Western Buddhism appears to have no real understanding of how important vijñāna (S.) viññāṇa (P.), normally rendered by ‘consciousness’ plays, both in meditation and rebirth. This consciousness is samsaric consciousness that survives death; which is the transmigrant. It re-enters womb after womb.
“It was said: ‘With consciousness as condition there is mentality-materiality.’
How that is so, Ānanda, should be understood in this way: If consciousness were not to descend into the mother’s womb, would mentality-materiality take shape in the womb?”
“Certainly not, venerable sir.” (Mahānidāna Sutta DN 15).

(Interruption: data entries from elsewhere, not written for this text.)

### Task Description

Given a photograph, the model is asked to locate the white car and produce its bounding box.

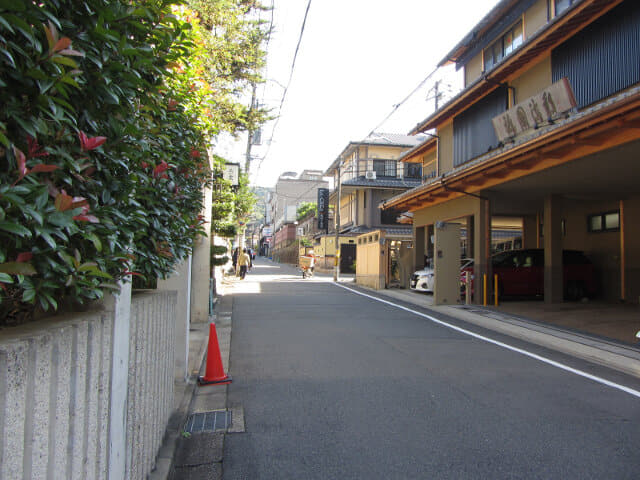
[409,258,473,293]
[409,267,434,293]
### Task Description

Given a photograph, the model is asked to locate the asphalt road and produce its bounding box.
[223,260,640,480]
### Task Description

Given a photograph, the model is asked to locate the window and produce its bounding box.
[404,163,422,178]
[587,211,620,233]
[483,20,524,72]
[547,0,578,20]
[373,160,396,177]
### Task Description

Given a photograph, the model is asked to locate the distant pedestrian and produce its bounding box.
[231,247,239,276]
[238,248,251,280]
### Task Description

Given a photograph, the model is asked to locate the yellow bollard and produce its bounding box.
[482,273,487,307]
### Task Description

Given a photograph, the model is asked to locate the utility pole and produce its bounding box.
[333,162,342,282]
[238,82,256,251]
[244,82,257,175]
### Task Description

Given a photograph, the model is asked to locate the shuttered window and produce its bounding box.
[551,1,640,108]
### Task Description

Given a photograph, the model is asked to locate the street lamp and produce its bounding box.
[333,161,342,282]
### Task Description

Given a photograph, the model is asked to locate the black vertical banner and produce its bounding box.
[318,188,329,233]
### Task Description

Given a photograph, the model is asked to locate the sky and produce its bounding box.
[218,0,497,187]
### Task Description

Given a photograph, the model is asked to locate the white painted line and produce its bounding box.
[334,283,640,398]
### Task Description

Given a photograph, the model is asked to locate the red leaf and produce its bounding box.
[13,145,29,181]
[55,190,73,212]
[78,130,107,151]
[16,252,33,263]
[153,160,169,178]
[73,215,100,223]
[31,164,60,173]
[53,37,71,52]
[27,136,49,158]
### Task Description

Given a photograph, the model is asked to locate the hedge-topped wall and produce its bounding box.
[0,0,211,324]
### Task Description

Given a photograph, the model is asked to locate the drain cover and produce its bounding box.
[184,410,231,433]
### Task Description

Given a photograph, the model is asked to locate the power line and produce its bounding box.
[367,67,439,136]
[256,0,311,176]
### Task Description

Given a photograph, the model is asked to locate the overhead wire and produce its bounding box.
[256,0,312,176]
[367,67,439,136]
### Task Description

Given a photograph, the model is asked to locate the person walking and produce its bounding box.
[238,248,251,280]
[231,247,240,277]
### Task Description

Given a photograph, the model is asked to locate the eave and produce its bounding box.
[398,137,438,163]
[381,87,640,212]
[409,0,623,135]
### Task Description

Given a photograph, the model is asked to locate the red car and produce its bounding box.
[461,248,597,300]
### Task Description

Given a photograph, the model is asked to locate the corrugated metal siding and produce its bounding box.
[453,87,508,167]
[551,0,640,108]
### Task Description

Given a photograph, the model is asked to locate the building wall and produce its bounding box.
[621,195,640,303]
[524,0,549,39]
[0,291,176,480]
[562,199,621,300]
[438,122,453,175]
[356,231,385,289]
[464,52,483,87]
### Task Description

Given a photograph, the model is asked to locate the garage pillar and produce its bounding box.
[413,227,426,272]
[473,199,492,304]
[466,215,476,258]
[522,215,539,248]
[543,195,563,303]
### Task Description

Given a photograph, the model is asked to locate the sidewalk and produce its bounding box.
[352,284,640,378]
[159,262,640,480]
[149,278,235,480]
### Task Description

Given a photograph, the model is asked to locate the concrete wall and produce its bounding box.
[438,122,453,175]
[356,231,385,290]
[0,292,176,480]
[621,196,640,303]
[464,52,484,87]
[511,57,551,103]
[126,291,177,480]
[0,312,112,479]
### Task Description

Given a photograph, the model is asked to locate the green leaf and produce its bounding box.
[0,221,31,238]
[0,262,38,275]
[85,233,102,252]
[51,55,78,69]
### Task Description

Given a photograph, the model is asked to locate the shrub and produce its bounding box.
[0,0,212,321]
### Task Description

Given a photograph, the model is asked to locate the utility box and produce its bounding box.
[433,222,460,305]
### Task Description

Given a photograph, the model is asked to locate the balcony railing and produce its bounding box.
[341,160,422,182]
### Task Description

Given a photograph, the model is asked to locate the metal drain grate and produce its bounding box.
[184,410,231,433]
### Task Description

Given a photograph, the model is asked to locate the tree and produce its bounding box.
[0,0,265,321]
[296,202,318,221]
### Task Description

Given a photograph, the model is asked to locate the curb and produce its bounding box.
[348,285,640,378]
[148,282,232,480]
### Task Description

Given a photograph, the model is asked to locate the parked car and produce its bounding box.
[460,248,597,300]
[409,258,473,293]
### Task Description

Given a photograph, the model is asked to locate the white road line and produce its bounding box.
[335,283,640,398]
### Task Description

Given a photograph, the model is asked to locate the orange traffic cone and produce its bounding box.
[198,323,231,385]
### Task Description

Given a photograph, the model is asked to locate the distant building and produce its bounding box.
[267,170,329,231]
[317,133,426,285]
[384,0,640,303]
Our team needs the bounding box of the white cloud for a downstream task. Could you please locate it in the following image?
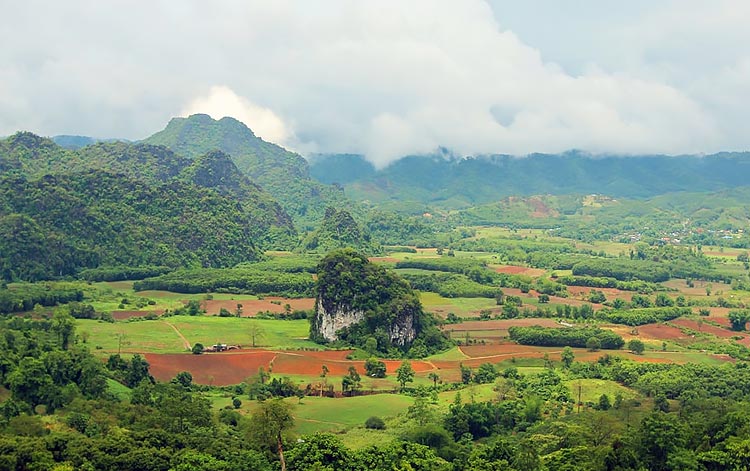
[0,0,750,165]
[180,85,292,146]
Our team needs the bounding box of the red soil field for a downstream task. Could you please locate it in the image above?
[492,265,545,277]
[443,317,565,332]
[568,286,633,301]
[637,324,687,340]
[672,319,738,338]
[201,296,315,317]
[368,257,399,263]
[146,350,435,386]
[145,351,276,386]
[459,343,562,358]
[112,311,164,321]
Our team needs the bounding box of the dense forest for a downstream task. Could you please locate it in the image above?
[0,115,750,471]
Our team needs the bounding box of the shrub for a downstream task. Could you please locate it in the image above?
[365,416,385,430]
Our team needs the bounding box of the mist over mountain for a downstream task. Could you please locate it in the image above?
[142,114,344,227]
[310,151,750,208]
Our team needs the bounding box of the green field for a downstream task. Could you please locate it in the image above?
[565,379,639,404]
[77,316,321,354]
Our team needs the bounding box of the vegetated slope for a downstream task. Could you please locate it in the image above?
[143,114,344,226]
[0,133,297,245]
[450,187,750,247]
[0,171,268,280]
[0,133,297,279]
[301,208,381,255]
[310,249,447,357]
[311,151,750,208]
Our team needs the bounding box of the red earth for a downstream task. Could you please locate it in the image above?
[443,318,565,332]
[568,286,633,301]
[672,319,738,338]
[112,310,164,321]
[491,265,545,278]
[145,350,435,386]
[201,296,315,317]
[637,324,687,340]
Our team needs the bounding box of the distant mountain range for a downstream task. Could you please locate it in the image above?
[142,114,346,229]
[0,132,298,280]
[310,152,750,209]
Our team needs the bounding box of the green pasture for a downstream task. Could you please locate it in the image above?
[107,378,131,401]
[419,291,498,317]
[76,319,185,355]
[164,316,320,350]
[77,316,320,354]
[425,347,469,361]
[564,379,639,403]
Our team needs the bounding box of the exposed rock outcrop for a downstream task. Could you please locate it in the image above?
[310,249,422,352]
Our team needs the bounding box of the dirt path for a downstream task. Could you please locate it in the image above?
[162,321,193,350]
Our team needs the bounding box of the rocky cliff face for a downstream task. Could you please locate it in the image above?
[315,299,417,347]
[315,299,365,342]
[310,248,422,353]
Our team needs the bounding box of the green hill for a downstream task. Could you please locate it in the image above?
[311,151,750,209]
[143,114,344,228]
[0,133,297,280]
[301,208,381,255]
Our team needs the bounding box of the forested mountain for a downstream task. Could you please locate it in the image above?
[143,114,344,227]
[301,208,381,255]
[52,134,129,150]
[0,133,297,280]
[310,152,750,208]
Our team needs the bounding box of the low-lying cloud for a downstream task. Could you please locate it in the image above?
[0,0,750,166]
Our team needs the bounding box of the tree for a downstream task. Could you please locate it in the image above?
[248,399,294,471]
[599,394,612,410]
[172,371,193,388]
[589,289,607,304]
[320,365,329,397]
[247,320,265,348]
[365,358,386,378]
[729,310,749,332]
[396,360,414,391]
[458,363,472,384]
[365,337,378,355]
[628,339,646,355]
[560,347,575,368]
[365,415,385,430]
[654,293,674,307]
[427,371,440,388]
[52,308,76,350]
[586,337,602,352]
[341,366,362,395]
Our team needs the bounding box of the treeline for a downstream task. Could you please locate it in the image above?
[0,283,83,314]
[399,272,502,298]
[573,258,670,283]
[594,307,692,326]
[555,276,665,294]
[133,267,315,298]
[78,266,173,281]
[508,325,625,350]
[572,251,731,283]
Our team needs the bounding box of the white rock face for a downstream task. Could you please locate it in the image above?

This same consciousness is in the intermediate state between death and the next birth which in Pali is antara and in Tibetan the all familiar bardo from The Tibetan Book of the Dead (Bardo Thodol) by Walter Evans-Wentz.
In spiritual training, meditation known as jhāna (P.) and dhyāna (S.) is the personal means for transcending samsaric consciousness; to have direct gnosis of nirvana, itself. Meditation is thus the only way to overcome and prevent consciousness from anchoring itself into another womb after death which is why meditation plays such an important role in Buddhism.
This consciousness has a number of subtle levels or states that have to be transcended and overcome before final deliverance or nirvana is attained. This is what meditation has to accomplish to realize the state of Buddhahood.
Based upon his own enlightenment, the Buddha found that this kind of meditation is the only way the continuity and flow (sota) of consciousness can be stopped. It is the state in which all conceptual and empirical experience comes to a sudden halt (P., saññā-vedayita-nirodha); which ties into the third noble truth which is the attainment of stopping (nirodha samapatti). This is what in Zen is meant by no-thought or no-mentation which, I dare say, has been overlooked these days.
What is worth noting about the state in which all conceptual and empirical experience comes to a sudden halt is that in the Pali canon this attainment or samapatti is only attainable by non-returners (anāgāmi) and Buddhas. Some regard it as the ninth meditation.
Not wishing to oversimplify Buddhist meditation but like putting many different pieces of a puzzle together meditation (jhāna/dhyāna) is about transcending samsaric consciousness which the Buddha also says is like a magician’s illusion, in addition, to also saying that “suffering is caused by consciousness” (Sutta Nipata, 734) since consciousness has managed to anchor itself, again, in conditioned existence, in a womb, for example.